Relevant Aspects to Generate Reliable Simulations of Boiling Heat Transfer

Abstract

Abstract Numerical simulations play a primary role in the understanding of multiphase flows with heat and mass transfer. The augment in computational studies comes from more accessible computer resources in terms of cost and performance. Another critical factor enabling computer simulations is the proposal of effective and easy-to-implement methods to capture the various multiphase physics, which leads to simulations resembling experimental trends. Despite relevant advances in computer modeling, an effort is still needed to get to the point where the simulations help explain the mechanisms that experimental researchers are observing. The present study discusses the development of multiphase modeling with an emphasis on boiling phenomena.

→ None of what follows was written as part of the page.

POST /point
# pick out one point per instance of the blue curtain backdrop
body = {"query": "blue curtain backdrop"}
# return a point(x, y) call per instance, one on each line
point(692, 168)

The work provides a fundamental understanding on the working principles and highlights the relevance and weaknesses of its application in multiphase modeling. In addition, the study describes ways to validate simulations of multiphase flows with heat and mass transfer. Validating techniques compare simulation results against planar interface evaporation (Stefan type problems) and spherical bubble growth. Implications of numerical validation in the generated simulation results (heat transfer distribution, fluid dynamic behavior, and bubble growth rate) are discussed by analyzing simulation results of validated models. Moreover, the study outlines how validated simulations can accurately predict the performance of boiling systems.